Archive for the ‘XgridDRMAA’ Category

Submitting jobs

Tuesday, June 20th, 2006

Two pieces of good news today.

First, the honorable Charlotte W. Woolard deemed my predicament of having multiple large software projects, a Monday Summer of Code check-in deadline, and a San Francisco move-out date of August 1 worthy of getting excused from a jury.

Which made possible the second piece: job submission, at least in its basic form, is working. Jobs with arguments—but not with stdin or environment settings—can be successfully submitted via XgridDRMAA.

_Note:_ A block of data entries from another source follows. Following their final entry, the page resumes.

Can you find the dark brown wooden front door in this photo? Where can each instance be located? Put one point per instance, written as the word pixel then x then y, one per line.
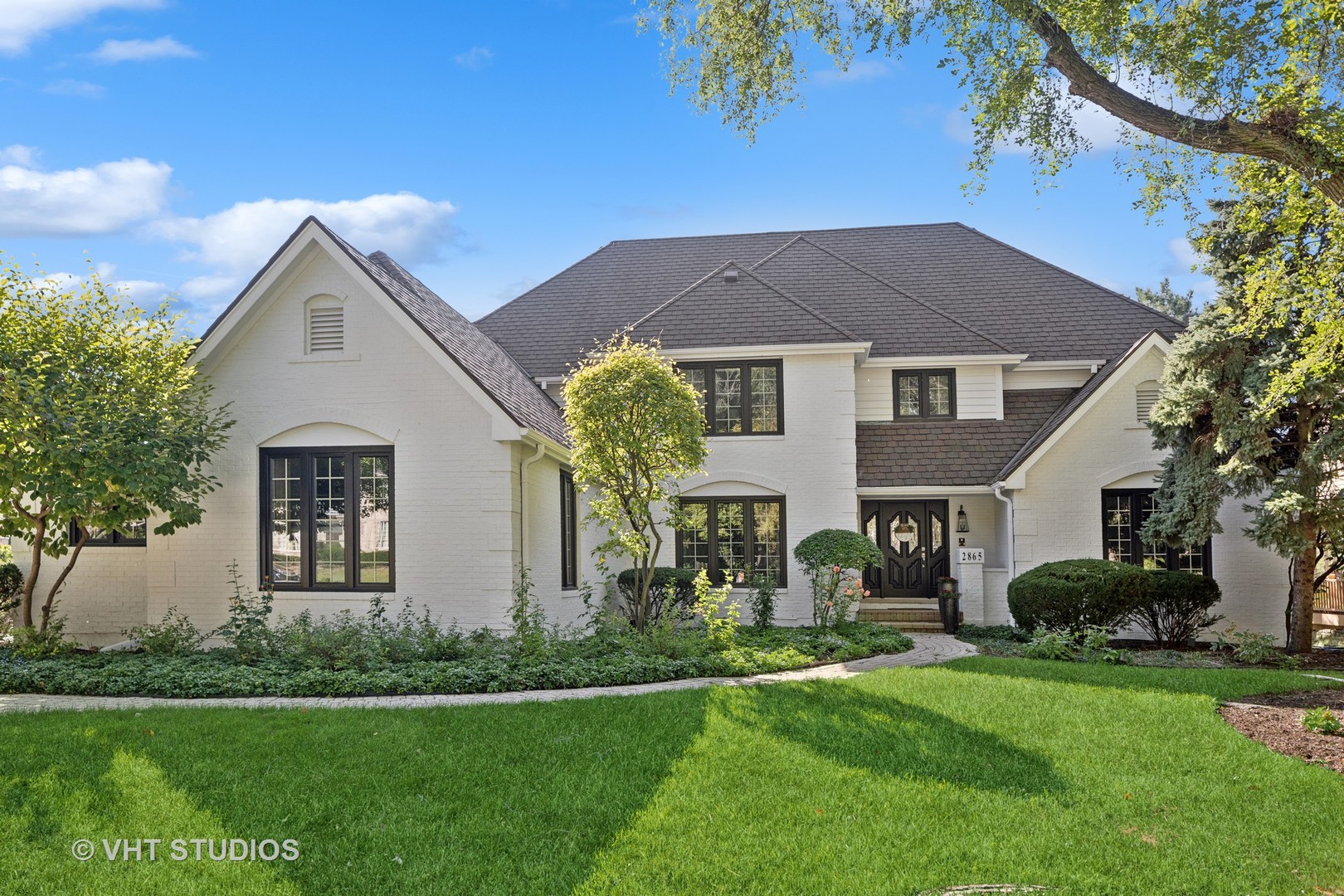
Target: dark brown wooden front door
pixel 913 538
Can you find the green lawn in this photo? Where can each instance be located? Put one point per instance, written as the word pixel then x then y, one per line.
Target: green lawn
pixel 1088 779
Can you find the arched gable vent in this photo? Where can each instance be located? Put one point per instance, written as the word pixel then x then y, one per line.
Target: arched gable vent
pixel 1146 395
pixel 325 325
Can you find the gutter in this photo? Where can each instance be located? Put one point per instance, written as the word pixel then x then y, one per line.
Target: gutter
pixel 522 473
pixel 1012 533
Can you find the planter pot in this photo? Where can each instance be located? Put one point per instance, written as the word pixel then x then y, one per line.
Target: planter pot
pixel 949 609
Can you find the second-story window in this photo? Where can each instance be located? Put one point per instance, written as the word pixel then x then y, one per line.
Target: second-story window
pixel 739 398
pixel 925 394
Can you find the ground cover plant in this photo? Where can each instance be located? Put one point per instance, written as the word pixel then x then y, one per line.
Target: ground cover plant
pixel 1083 778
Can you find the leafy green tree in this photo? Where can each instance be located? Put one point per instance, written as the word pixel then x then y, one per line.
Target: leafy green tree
pixel 1166 299
pixel 1235 418
pixel 1190 80
pixel 102 422
pixel 637 429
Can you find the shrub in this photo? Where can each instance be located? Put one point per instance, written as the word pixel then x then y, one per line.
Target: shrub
pixel 173 635
pixel 672 592
pixel 1069 596
pixel 761 599
pixel 1050 645
pixel 718 617
pixel 1322 722
pixel 827 555
pixel 249 610
pixel 1177 607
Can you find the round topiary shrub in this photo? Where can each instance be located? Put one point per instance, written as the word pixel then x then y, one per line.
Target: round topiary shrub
pixel 838 548
pixel 1069 596
pixel 1179 606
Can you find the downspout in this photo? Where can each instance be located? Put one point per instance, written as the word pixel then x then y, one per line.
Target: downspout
pixel 522 473
pixel 1012 535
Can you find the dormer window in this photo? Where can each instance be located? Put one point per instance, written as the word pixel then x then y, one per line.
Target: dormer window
pixel 325 325
pixel 925 394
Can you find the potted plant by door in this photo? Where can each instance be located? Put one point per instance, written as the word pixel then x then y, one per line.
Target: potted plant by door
pixel 949 603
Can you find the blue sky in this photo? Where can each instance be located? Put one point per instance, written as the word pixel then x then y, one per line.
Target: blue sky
pixel 485 147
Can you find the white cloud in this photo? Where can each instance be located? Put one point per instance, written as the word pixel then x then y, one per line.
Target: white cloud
pixel 476 58
pixel 19 155
pixel 22 22
pixel 102 199
pixel 143 50
pixel 240 240
pixel 859 71
pixel 71 88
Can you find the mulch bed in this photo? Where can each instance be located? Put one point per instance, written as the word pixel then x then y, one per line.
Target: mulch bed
pixel 1276 720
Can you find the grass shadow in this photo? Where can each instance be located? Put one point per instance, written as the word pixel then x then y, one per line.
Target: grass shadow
pixel 1220 684
pixel 889 737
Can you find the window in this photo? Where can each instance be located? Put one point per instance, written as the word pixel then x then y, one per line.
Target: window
pixel 733 539
pixel 1122 514
pixel 739 398
pixel 134 536
pixel 925 394
pixel 327 519
pixel 569 533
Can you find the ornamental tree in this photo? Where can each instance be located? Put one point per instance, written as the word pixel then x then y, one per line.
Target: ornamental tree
pixel 102 422
pixel 1253 405
pixel 637 429
pixel 1191 80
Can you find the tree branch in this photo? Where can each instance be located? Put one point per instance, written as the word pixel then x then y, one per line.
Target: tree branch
pixel 1273 139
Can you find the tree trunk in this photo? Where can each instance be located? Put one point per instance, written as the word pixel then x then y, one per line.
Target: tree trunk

It wasn’t too complicated. In short, this is what happens:

  1. The client code constructs a job template, as per the DRMAA spec, which includes details of the job like what command to run, what arguments to pass the command, etc.
  2. The client code then calls -[DRMAASession runJobWithJobTemplate:error:].
  3. The runJobWithJobTemplate:error: method does the fancy work. It first asks the job template instance (which is actually an instance of the subclass XgridDRMAAJobTemplate) for an Xgrid-style job specification dictionary. It passes this on, via Distributed Objects, to a helper method.
  4. The helper method, submitXgridJobWithSpecification:, submits the job using -[XGController performSubmitJobActionWithJobSpecification:gridIdentifier:], getting back an XGActionMonitor instance. It runs the run loop on the secondary thread until either failure or success has been recorded. If successful, the job identifier is returned from the results dictionary; if not, a NSError instance is generated in the DRMAAError domain, encapsulating the BEEP error generated by Xgrid.

(For the record, sometimes I hate how long Objective-C method names are. When I use ObjC, I miss Java. And vice-versa.)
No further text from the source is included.